You couldn’t make it up. Hitzler is back. The Association of Chief Police Officers (ACPO) sent its technology guru to a German firm that measures treads on passing tyres. It makes a clever device that costs €50,000, looks like a manhole cover and ACPO obviously sees it as a revenue earner, like speed cameras. Trevor Hall, its consultant on enforcement technology has been to ProContour, which makes the thing and according to its marketing director was quite excited by what he saw. Marketing director of ProContour? Florian Hitzler.
Just imagine ACPO’s excitement. Hall ran the Essex Speed Camera Partnership and also advises the Home Office, according to Auto Express. ACPO told it the scanner would not be used to put points on driving licences. “It would be used as a screening tool, with a checkpoint beyond.”
ProContour describes its apparatus:ProContour H3-D measures tyre condition – for greater tyre safety in road traffic.
Even in times of chip tuning and electronic brake management, technological progress in tyre monitoring seems to have completely bypassed the vehicle or, in other words, it has not progressed beyond calliper gauges and stationary, optical measuring procedures on tyre test rigs.
ProContour H3-D now offers public authorities, industry, car dealerships a multi-functional and automated measuring system with various system types that measures tyre tread depth, tyre type and, in future, also wear patterns in flowing traffic.
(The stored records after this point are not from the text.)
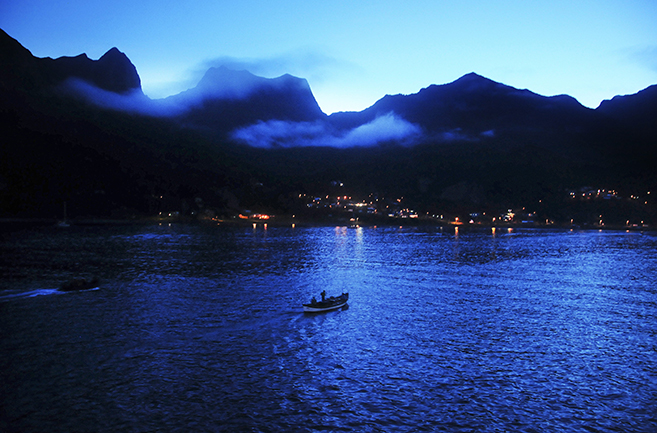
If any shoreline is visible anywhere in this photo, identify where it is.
[0,217,657,232]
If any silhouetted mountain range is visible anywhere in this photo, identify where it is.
[0,27,657,220]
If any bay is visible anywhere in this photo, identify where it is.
[0,224,657,432]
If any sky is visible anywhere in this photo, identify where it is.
[0,0,657,114]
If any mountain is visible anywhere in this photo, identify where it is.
[0,27,657,223]
[165,67,326,134]
[331,73,593,142]
[0,30,141,93]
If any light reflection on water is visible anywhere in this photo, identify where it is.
[0,225,657,431]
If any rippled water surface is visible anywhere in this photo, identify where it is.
[0,225,657,432]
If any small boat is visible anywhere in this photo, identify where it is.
[303,292,349,313]
[59,278,100,292]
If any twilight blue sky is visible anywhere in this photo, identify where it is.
[0,0,657,113]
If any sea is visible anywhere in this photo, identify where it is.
[0,223,657,432]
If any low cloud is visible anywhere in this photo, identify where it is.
[60,78,188,117]
[199,49,357,84]
[232,113,422,148]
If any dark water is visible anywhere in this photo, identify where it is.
[0,225,657,432]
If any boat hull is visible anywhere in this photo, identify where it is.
[303,293,349,313]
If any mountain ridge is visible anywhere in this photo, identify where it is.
[0,27,657,222]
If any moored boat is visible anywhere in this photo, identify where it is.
[303,292,349,313]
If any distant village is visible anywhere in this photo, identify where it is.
[178,183,654,229]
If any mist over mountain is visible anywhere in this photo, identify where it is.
[0,27,657,222]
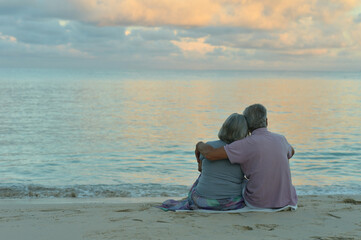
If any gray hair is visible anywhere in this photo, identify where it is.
[218,113,248,144]
[243,104,267,132]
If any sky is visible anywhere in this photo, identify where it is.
[0,0,361,71]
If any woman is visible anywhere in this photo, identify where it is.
[160,113,248,211]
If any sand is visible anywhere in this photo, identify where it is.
[0,195,361,240]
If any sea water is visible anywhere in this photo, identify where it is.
[0,69,361,198]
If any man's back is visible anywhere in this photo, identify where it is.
[224,128,297,208]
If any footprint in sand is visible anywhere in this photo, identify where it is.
[114,209,134,212]
[342,198,361,205]
[256,224,279,231]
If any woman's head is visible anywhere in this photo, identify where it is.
[218,113,248,144]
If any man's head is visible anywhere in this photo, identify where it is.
[243,104,267,132]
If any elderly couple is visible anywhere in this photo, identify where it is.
[160,104,297,211]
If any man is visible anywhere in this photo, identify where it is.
[195,104,297,208]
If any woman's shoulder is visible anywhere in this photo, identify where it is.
[206,140,226,148]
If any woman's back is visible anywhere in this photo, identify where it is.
[196,140,244,199]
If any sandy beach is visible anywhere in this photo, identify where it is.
[0,195,361,240]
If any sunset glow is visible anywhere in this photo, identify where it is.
[0,0,361,71]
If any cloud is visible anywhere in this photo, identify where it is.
[0,32,17,43]
[0,0,361,69]
[171,38,221,55]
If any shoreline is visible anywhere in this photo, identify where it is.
[0,194,361,240]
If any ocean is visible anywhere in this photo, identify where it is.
[0,69,361,199]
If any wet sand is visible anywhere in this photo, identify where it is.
[0,195,361,240]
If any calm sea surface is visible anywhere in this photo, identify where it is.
[0,69,361,198]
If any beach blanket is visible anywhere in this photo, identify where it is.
[175,205,297,213]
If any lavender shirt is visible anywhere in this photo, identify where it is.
[224,128,297,208]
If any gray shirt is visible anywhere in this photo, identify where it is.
[196,140,244,199]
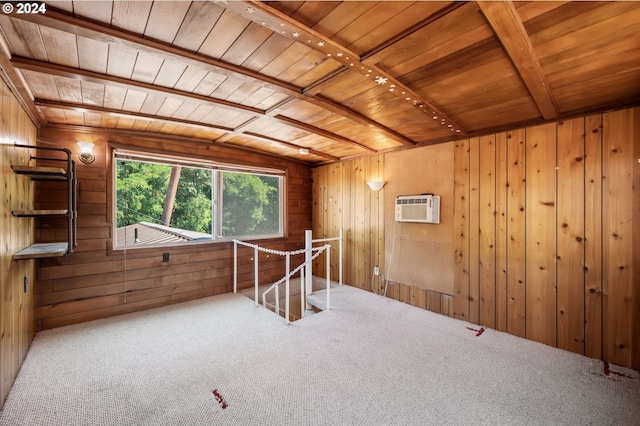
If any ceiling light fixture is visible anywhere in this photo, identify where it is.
[78,142,96,164]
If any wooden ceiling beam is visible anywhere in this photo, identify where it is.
[34,99,235,132]
[11,56,264,115]
[275,115,377,153]
[34,99,332,161]
[0,30,42,123]
[12,56,375,152]
[243,132,340,161]
[12,7,413,148]
[225,1,467,135]
[477,0,558,120]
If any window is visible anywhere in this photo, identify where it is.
[113,150,284,249]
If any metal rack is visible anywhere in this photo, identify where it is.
[11,143,78,260]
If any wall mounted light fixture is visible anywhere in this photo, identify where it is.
[78,142,96,164]
[367,181,386,192]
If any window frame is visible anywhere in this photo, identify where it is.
[109,146,288,252]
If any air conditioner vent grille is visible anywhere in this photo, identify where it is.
[395,195,440,223]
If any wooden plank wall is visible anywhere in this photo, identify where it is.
[313,108,640,369]
[312,155,385,294]
[0,78,36,407]
[36,127,311,329]
[454,108,640,369]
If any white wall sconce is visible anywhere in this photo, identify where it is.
[78,142,96,164]
[367,181,386,192]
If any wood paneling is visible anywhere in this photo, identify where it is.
[602,108,640,368]
[556,118,585,353]
[312,155,386,294]
[313,108,640,369]
[36,127,311,329]
[453,139,469,320]
[506,130,526,337]
[525,123,556,346]
[0,76,36,407]
[584,115,604,358]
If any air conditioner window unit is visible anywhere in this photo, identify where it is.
[396,195,440,223]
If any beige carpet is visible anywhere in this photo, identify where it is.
[0,286,640,426]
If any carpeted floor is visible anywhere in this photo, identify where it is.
[0,286,640,426]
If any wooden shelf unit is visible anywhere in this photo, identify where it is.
[11,143,78,260]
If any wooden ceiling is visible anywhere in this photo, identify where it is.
[0,1,640,165]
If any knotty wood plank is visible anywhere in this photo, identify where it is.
[453,139,469,320]
[77,36,109,74]
[602,109,638,365]
[111,1,153,34]
[526,123,557,346]
[132,52,164,83]
[352,159,368,288]
[507,130,527,337]
[40,26,78,68]
[556,118,585,354]
[469,138,480,324]
[173,1,224,52]
[631,107,640,370]
[144,1,191,44]
[409,286,427,309]
[427,290,446,315]
[496,132,509,332]
[397,283,411,303]
[478,135,497,328]
[0,78,36,406]
[584,114,604,359]
[198,10,250,58]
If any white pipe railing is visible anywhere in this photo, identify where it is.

The monitoring and traffic safety system designed for flexible use is based on the principle of laser triangulation. High-speed cameras use tread sensors embedded in the road to record and measure 3-D tyre tread depths in a matter of milliseconds.
To be able to measure tyres at high speeds (up to 120 km/h), the system can also process large data volumes: up to 35,000 images per second or six terabytes per minute...
Schematic passover situation of a 5 axle articulated lorry on company premises: the ProContour H3-D facto even measures of the tyre conditions of several heavy goods vehicles passing over one after the other.
The measurement data is transferred via a data link to the PC station located in an office building on the same premises.
Nothing sinister there. A thoroughly useful piece of equipment. Just don’t let the plods get their hands on it. Still, it’s a pity about the marketing manager.